The lecture is part of the Armenian Studies Program Fall 2015 Lecture Series, with the support of the Leon S. Peters Foundation.

Through several groundbreaking curatorial undertakings, 2015 marked a paradigm shift in the way contemporary Armenian Diaspora artistic practices are contextualized and exhibited globally (i.e. Venice and Istanbul Biennials). Following a brief overview of what came before (i.e. Blind Dates Project, Pratt Institute, NY) or through more conventional practices and institutional settings (i.e. Life 100, Brand Library, LA) this slide presentation focuses on the Armenian participation at international exhibitions that challenge prescribed/inherited perceptions of collective identities.

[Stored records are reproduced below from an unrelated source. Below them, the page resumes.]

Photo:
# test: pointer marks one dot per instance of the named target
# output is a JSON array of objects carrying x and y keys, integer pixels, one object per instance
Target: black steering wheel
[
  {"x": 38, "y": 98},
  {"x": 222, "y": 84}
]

Melkonian examines how transnational art and exhibition making strategies serve as platforms for newly found subjectivities to undo denial and gain agency by re-inscribing, revaluing, renewing even disrupting, fixed cultural identifications. The talk also addresses the changing role of art patronage, research, publications, education, and social media as they bridge the gaps (i.e. between inside/outside, past/future, local/global, space/place), and anchor the need towards the production of a more connective (art and exhibition) histories.

Neery Melkonian is a New York based independent researcher, writer, curator and lecturer in modern and contemporary art. She is the director of Blind Dates – an ongoing curatorial project which involved thirteen newly commissioned research based artworks created by ‘match-made’ artistic couples whose collaborations deal with the lingering effects of the Ottoman rupture.

As an art advisor she has worked with artists, art history graduate students, collectors and patrons of art, as well as with non-profit cultural institutions. As founding director of NK Arts, a small non-profit dedicated to stimulating economic growth and social recovery – Livelihood Aesthetics – in the disputed and war torn post Soviet enclave of Nagorno Karabagh, Melkonian produced a music, film and dance festivals as well as reactivated artisan cottage industries (2001-2006).

The lecture is free and open to the public. Free parking is available, with parking code 273622, in Fresno State Lots P5 and P6, near the University Business Center.